IMAGEM DE O VOODOCORVO
OPINIÃO
António Costa é o maior num país cada vez mais pequeno
Não admira que os sírios, os afegãos, os líbios ou
quaisquer outros pobres imigrantes que aterrem em Portugal por engano
desapareçam daqui num piscar de olhos para se irem atirar para os braços de
Angela Merkel.
João Miguel
Tavares
2 de Setembro de
2021, 6:16
Há 20 dias peguei
no carro e nos filhos e fui passear pela Europa, enquanto em Portugal o PS
preparava a entronização de António Costa num congresso em que os dois grandes
momentos foram, segundo pude ler na imprensa especializada: 1) uma ministra
muito curvada a receber um cartãozinho de plástico das mãos do
primeiro-ministro; e 2) a colocação de certas pessoas em determinadas cadeiras
na mesa principal do congresso. Não pude assistir em directo, porque por essa
altura estava a circular pelo estado de Baden-Württemberg, no sudoeste da
Alemanha, a conhecer a famosa Floresta Negra.
Penso ter ganho
com a troca. Foi uma viagem particularmente instrutiva. A minha mulher
encontrou uma casinha maravilhosa numa aldeia a 40 quilómetros de Estugarda,
onde ficámos instalados com todo o conforto – somos seis – por 145 euros a
noite. O gasóleo na Alemanha anda na casa dos 1,30 euros. As autoestradas são
gratuitas. E os produtos essenciais nos supermercados da zona – cuja variedade
bate qualquer hipermercado da Grande Lisboa – eram mais baratos (repito: mais
baratos) do que em Portugal.
Acreditem se
quiserem: passei meia-dúzia de dias magníficos numa das regiões mais ricas e
bonitas da Europa a gastar menos dinheiro do que se tivesse ido para o Algarve.
Não admira que os sírios, os afegãos, os líbios ou quaisquer outros pobres
imigrantes que aterrem em Portugal por engano desapareçam daqui num piscar de
olhos para se irem atirar para os braços de Angela Merkel.
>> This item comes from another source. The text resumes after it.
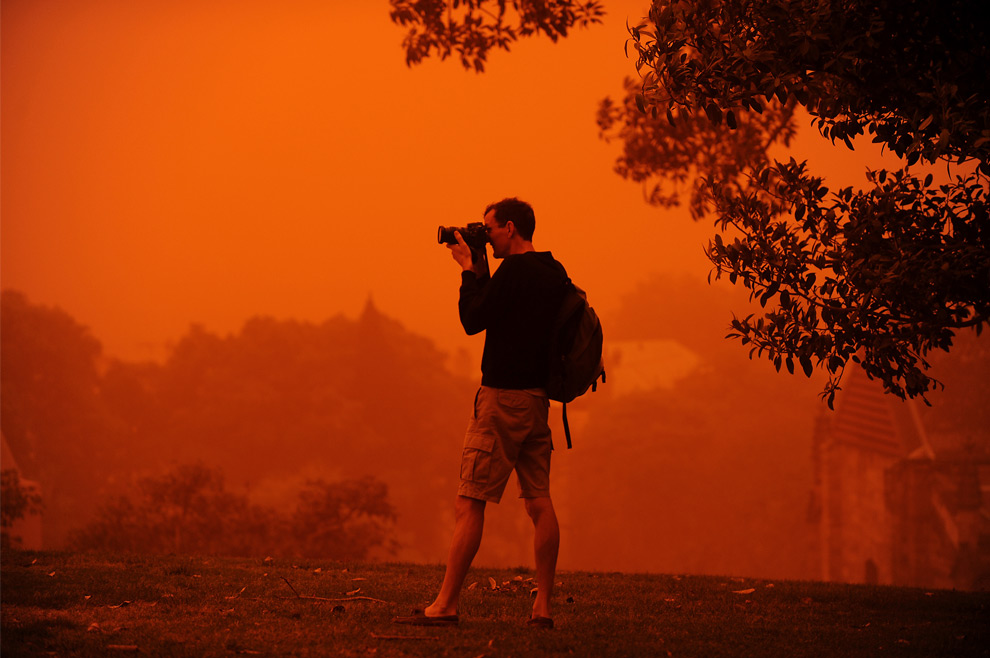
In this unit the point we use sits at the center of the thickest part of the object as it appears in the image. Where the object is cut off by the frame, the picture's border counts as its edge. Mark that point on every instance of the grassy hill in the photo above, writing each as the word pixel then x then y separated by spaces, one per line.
pixel 69 604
Não são só os
salários alemães que são muitos mais altos – à boleia de taxas e taxinhas, impostos,
portagens e tributações, o custo de vida em Portugal, após tudo ser bem
espremido, está pela hora da morte.
Os meus filhos
adolescentes, de queixo caído com o que viam na Alemanha, perguntavam-me como
era aquilo possível – salários tão elevados com um custo de vida tão baixo –, e
eu mandava-os contar os camiões nas autoestradas (milhares), as empresas nas
margens do Reno (centenas) ou os terrenos agrícolas abandonados (zero). E
depois contava-lhes histórias bonitas de há trinta anos, sobre o Portugal das
décadas de 80 e 90, quando tinha a idade que eles têm hoje e acreditava
ingenuamente que um dia o nosso país poderia ficar parecido com aquilo que
estavam a ver. Nos dias que correm, para a sua geração, é mais Dante e a Divina
Comédia: “Ó, vós que entrais, abandonai toda a esperança.”
Ler numa aldeia
alemã as notícias do congresso do PS e a auto-satisfação do povo socialista com
o estado da governação, num grande júbilo celebratório por tudo aquilo que têm
oferecido a Portugal, dá vontade de uma pessoa se barricar numa cabana enxaimel
a comer salsichas Bratwurst até à morte. A telenovela venezuelana acerca da
“sucessão” do chefe é de uma futilidade absurda, e a inconsciência da
mediocridade que tem sido este país ao longo dos últimos 20 anos conduz os mais
velhos ao desespero ou à constante resmunguice (olhem para mim a levantar o
braço) e os melhores dos mais novos à emigração.
Sim, sei bem que
há uma longa tradição do português deslumbrado com o “estrangeiro”, e que estas
minhas palavras são, também elas, um sintoma do impasse em que nos encontramos.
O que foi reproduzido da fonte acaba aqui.